Simple question about java-8
syntax. Why does JLS-8
restrict such expressions like:
Object of_ref = Stream::of; // compile-time error
and allows only something like:
java.util.function.Function of_ref = Stream::of;
Object obj = of_ref; // compiles ok
?
Java 8 has introduced the idea of a Functional Interface, which allows you to essentially assign methods to variables. It includes a number of commonly-used interfaces as well.
Although all classes in Java are sub-classes of Object class, but different from other object types, a reference variable of type Object can't be assigned to any other reference type without a cast.
Yes, any lambda expression is an object in Java. It is an instance of a functional interface. We have assigned a lambda expression to any variable and pass it like any other object.
The method references can only be used to replace a single method of the lambda expression. A code is more clear and short if one uses a lambda expression rather than using an anonymous class and one can use method reference rather than using a single function lambda expression to achieve the same.
Object
is not a functional interface and a method reference can only be assigned to a functional interface. See for example JLS #15.13.2
A method reference expression is compatible in an assignment context, invocation context, or casting context with a target type T if T is a functional interface type (§9.8) and the expression is congruent with the function type of the ground target type derived from T.

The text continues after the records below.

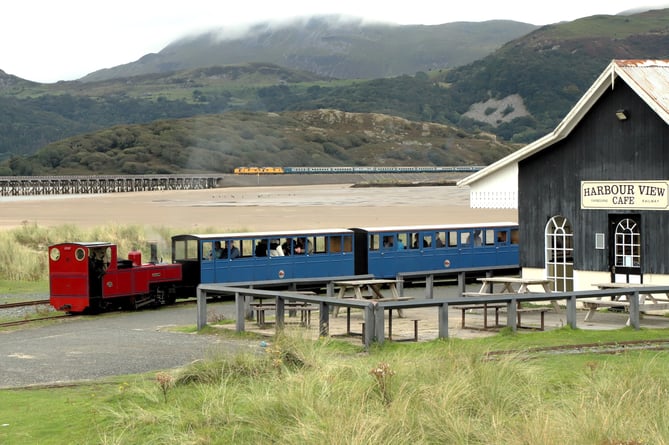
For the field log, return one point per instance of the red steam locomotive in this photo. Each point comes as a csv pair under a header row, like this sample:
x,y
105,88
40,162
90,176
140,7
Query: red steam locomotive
x,y
90,277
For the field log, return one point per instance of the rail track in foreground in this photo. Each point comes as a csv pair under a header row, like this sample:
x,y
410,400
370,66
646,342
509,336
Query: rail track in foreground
x,y
616,347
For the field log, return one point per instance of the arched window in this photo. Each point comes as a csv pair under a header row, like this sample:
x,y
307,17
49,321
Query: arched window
x,y
628,244
559,245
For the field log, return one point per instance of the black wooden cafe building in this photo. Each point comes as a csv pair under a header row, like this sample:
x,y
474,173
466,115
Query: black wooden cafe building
x,y
593,195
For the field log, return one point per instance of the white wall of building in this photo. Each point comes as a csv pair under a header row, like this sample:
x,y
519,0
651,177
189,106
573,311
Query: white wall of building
x,y
498,190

That's because the target type of a method reference or a lambda expression should be a functional interface. Based on that only, runtime will create an instance of a class providing implementation of the given functional interface. Think of lambdas or method references as abstract
concept. Assigning it to a functional interface type gives it a concrete meaning.
Moreover, a particular lambda or method reference, can have multiple functional interfaces as its target type. For example, consider the following lamda:
int x = 5;
FunctionalInterface func = (x) -> System.out.println(x);
This lambda is a Consumer
of x
. In addition to that, any interface with a single abstract method with following signature:
public abstract void xxx(int value);
can be used as target type. So, which interface would you want runtime to implement, if you assign the lambda to Object
type? That is why you've to explicitly provide a functional interface as target type.
Now, once you got a functional interface reference holding an instance, you can assign it to any super reference (including Object
)
The key point is that there are no "function types" in Java. A lambda expression doesn't have a "type" by itself -- it can be typed to any functional interface whose sole method's signature matches the lambda. Therefore, a lambda's type is based on the type provided by its context. You must provide a functional interface as the context for it to get a type.
It is instructive to consider the same issue but for anonymous classes. Although there are implementation differences between lambdas and anonymous classes, semantically, lambdas are essentially equivalent to a subset of anonymous classes, and a lambda expression can always be converted to an equivalent anonymous class creation expression.
When you write:
Function<T, Stream<T>> of_ref = Stream::of;
it is equivalent to something like the following using anonymous classes:
Function<T, Stream<T>> of_ref = new Function<T, Stream<T>>() {
Stream<T> apply(T t) {
return Stream.of(t);
}
};
Now consider
Object of_ref = Stream::of;
what is the equivalent with anonymous classes?
Object of_ref = new [**What goes here?**]() {
[**What method signature goes here?**] {
return Stream.of(t);
}
};
You see why it doesn't make sense -- we don't know what type to use as the base class of the anonymous class.